Salvaging a dead transaction: when a client refuses to sign.

Never underestimate the power of a cup of coffee

A few months ago I met with a client at their home in the Woodinville area. After introducing ourselves to each other we sat down at the kitchen table and started going over paperwork and loan documents. The gentleman slowly started to go over the loan documents in a methodical manner which is not unusual. Prior to each signing appoinment one of the very first things I mention to our client is that I’m not in a rush and they can take all the time they need. I indicate that there are a few important documents they need to pay particular attention to while the other bulk of the loan package is a series of disclosures, much of which is boilerplate and typical of most lender loan packages.

Probably 15 minutes into the signing it was evident that the demeanor of the client was changing. Not only was the scrutiny of the documents going slowly but question after question started to flow, one after the other. The client decided to stop the appointment and make a phone call to his loan officer. After a brief discussion, the client hung up the phone and informed me that the transaction would be on hold.
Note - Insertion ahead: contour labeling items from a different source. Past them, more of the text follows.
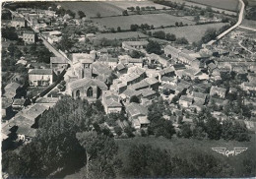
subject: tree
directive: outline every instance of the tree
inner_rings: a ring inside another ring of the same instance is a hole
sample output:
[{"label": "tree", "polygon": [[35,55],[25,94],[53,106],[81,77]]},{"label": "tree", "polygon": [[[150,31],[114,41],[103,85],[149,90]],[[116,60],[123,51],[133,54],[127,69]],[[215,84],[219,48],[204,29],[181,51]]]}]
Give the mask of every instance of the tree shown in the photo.
[{"label": "tree", "polygon": [[133,95],[131,96],[130,102],[140,103],[141,101],[136,95]]},{"label": "tree", "polygon": [[178,38],[176,39],[176,43],[177,43],[177,44],[188,44],[188,40],[187,40],[187,38],[185,38],[185,37],[178,37]]},{"label": "tree", "polygon": [[117,27],[116,30],[117,30],[118,32],[120,32],[120,31],[121,31],[121,28],[120,28],[120,27]]},{"label": "tree", "polygon": [[207,43],[212,39],[216,38],[216,36],[217,36],[217,30],[215,29],[208,29],[201,40],[204,43]]},{"label": "tree", "polygon": [[199,22],[199,21],[200,21],[200,16],[198,16],[198,15],[195,16],[195,17],[194,17],[194,21],[195,21],[195,22]]},{"label": "tree", "polygon": [[114,140],[95,131],[77,133],[76,137],[86,150],[86,178],[114,178],[120,164]]},{"label": "tree", "polygon": [[211,140],[220,140],[222,135],[222,125],[220,121],[209,116],[206,121],[206,132],[208,134],[208,138]]},{"label": "tree", "polygon": [[79,16],[80,19],[86,17],[86,15],[83,11],[78,11],[78,16]]},{"label": "tree", "polygon": [[165,32],[162,30],[155,31],[152,35],[156,38],[165,39]]},{"label": "tree", "polygon": [[127,11],[127,10],[124,10],[124,11],[122,12],[122,14],[123,14],[123,16],[128,16],[128,11]]},{"label": "tree", "polygon": [[176,35],[173,34],[173,33],[166,33],[166,40],[175,41],[176,40]]},{"label": "tree", "polygon": [[162,53],[160,43],[152,40],[148,43],[146,50],[148,53],[156,53],[158,55]]},{"label": "tree", "polygon": [[97,18],[100,18],[101,17],[101,14],[99,12],[96,13],[96,17]]}]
Naturally, your mind starts to spin a bit and I sensed that the gentleman wanted to digest the information more carefully, perhaps without the pressure of anyone being present. I informed the client that it was not a problem and I would be in touch to schedule another time to mutually get together and sign the documents.

coffee cup

We’ve been in each other’s company for about an hour by this time and I told him to “not worry about the transaction, at least I met another new friend!” At this point the gentleman offered me a cup of coffee. Hmm. That sounded really good and was my invitation to build trust. We sat down at the table over the coffee. I’ve never had a better brewed latte—this guy really knew what he was doing. Silky smooth and wonderful. We started to discuss absolutely everything: his house, our families, kids, the real estate market, interest rates, etc….

The gentleman was from Turkey and it was another lesson in assisting clients from other cultures and the way in which you build trust. The rest is history. Three and a half hours later I had a happy client, happy customers (loan officer/agent), and signed documents in my hand ready for a funding package to be completed and overnighted to the lender.